La première merveille de Lars
Element of Crime, à la fois expérimental et mature, donnait le ton. Epidemic, encore plus expérimental, décevait un peu. Mais Europa, troisième film de Lars von Trier, arrive comme la preuve définitive du génie du réalisateur. Ce film, d'une originalité déconcertante, vient clore "en beauté" (un comble, vu la noirceur et le pessimisme de ces trois premiers films) la trilogie de l'Europe. Plus minutieux, plus riche que ses deux prédécesseurs, Europa traite le même sujet: une Europe en décrépitude, ravagée, qui ne laisse place qu'à l'incompréhension, l'horreur et l'injustice.
Sauf que là, il s'agit cette fois-ci d'un véritable chef-d'oeuvre. Element of Crime et Epidemic apparaissent désormais comme le brouillon d'une oeuvre définitive à couper le souffle: classique et terriblement moderne, drôle et tragique, audacieuse mais parfaitement maîtrisée, esthétiquement hallucinante. Lars von Trier joue avec sa caméra avec brio et malice, introduisant dans son film une profondeur narrative vertigineuse. Par ces arrières-plans illustrant les représentations mentales de son personnage principal, ces images qui se mêlent et s'entremêlent, ces passages d'un noir et blanc flamboyant à un noir et blanc glauque, ces passages du noir et blanc à la couleur, Europa est un florilège d'idées esthétiques jamais indigestes et toujours géniales.

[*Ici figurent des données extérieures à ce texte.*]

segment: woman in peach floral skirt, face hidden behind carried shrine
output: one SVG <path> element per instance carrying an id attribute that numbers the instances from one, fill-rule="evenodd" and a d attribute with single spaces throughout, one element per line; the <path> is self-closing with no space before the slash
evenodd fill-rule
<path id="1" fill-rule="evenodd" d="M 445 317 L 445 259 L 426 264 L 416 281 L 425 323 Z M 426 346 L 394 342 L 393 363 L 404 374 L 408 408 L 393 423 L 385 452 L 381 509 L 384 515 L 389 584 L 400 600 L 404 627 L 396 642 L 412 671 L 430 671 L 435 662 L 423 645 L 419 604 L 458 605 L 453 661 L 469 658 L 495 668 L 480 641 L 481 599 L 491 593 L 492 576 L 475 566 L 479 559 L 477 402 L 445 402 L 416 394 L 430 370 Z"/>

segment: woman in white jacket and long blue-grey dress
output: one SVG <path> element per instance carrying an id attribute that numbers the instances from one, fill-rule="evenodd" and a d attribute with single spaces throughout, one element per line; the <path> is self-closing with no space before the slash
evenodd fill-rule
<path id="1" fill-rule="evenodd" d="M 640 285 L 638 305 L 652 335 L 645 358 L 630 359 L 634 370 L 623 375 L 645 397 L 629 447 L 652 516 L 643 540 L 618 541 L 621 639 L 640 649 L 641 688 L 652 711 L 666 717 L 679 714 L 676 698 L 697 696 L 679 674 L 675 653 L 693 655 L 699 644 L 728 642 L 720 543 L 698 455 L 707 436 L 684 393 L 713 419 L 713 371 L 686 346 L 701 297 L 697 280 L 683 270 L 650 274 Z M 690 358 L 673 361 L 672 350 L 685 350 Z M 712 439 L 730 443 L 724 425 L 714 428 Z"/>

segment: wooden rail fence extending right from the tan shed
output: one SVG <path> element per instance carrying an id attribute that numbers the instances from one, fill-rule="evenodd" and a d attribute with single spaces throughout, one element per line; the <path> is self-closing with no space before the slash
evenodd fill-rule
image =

L'intrigue en elle-même, à la limite, n'a de véritable intérêt que d'un point de vue symbolique, où le personnage principal, trahi, manipulé et utilisé par son entourage, représente un idéal condamné à ne jamais être satisfait dans ce climat délétère.
Mais Europa, c'est surtout la puissance de cette voix-off, merveilleuse, terrifiante, qui est peut-être la plus belle trouvaille de toute la filmographie de Lars von Trier. L'ouverture du film est d'une intelligence monstre. Si l'hypnose a une importance capitale dans chacun des films de la trilogie, c'est bien la première fois qu'elle implique à ce point le spectateur. Car Europa est bien une séance d'hypnose. Sauf que cette fois, c'est nous qui y sommes soumis. Tandis que l'on avance à toute vitesse sur ces rails, la voix-off nous prévient, nous manipule, nous endort, nous emmène, nous emporte de force et nous arrache à notre fauteuil pour nous emmener au plus profond de cette Europe traumatisée et traumatisante. D'ailleurs, elle s'adresse en fait au personnage principal lui-même, mais nous oblige à nous y identifier: par un coup de génie, Lars von Trier nous fait devenir malgré nous le destinataire de cette voix-off. Et la dernière scène, extraordinaire (que je ne révélerai évidemment pas) ne fait que confirmer notre impuissance, nos peurs et nos craintes: nous avons ouvert la porte de l'Europe, et elle s'est refermée derrière nous...pour toujours.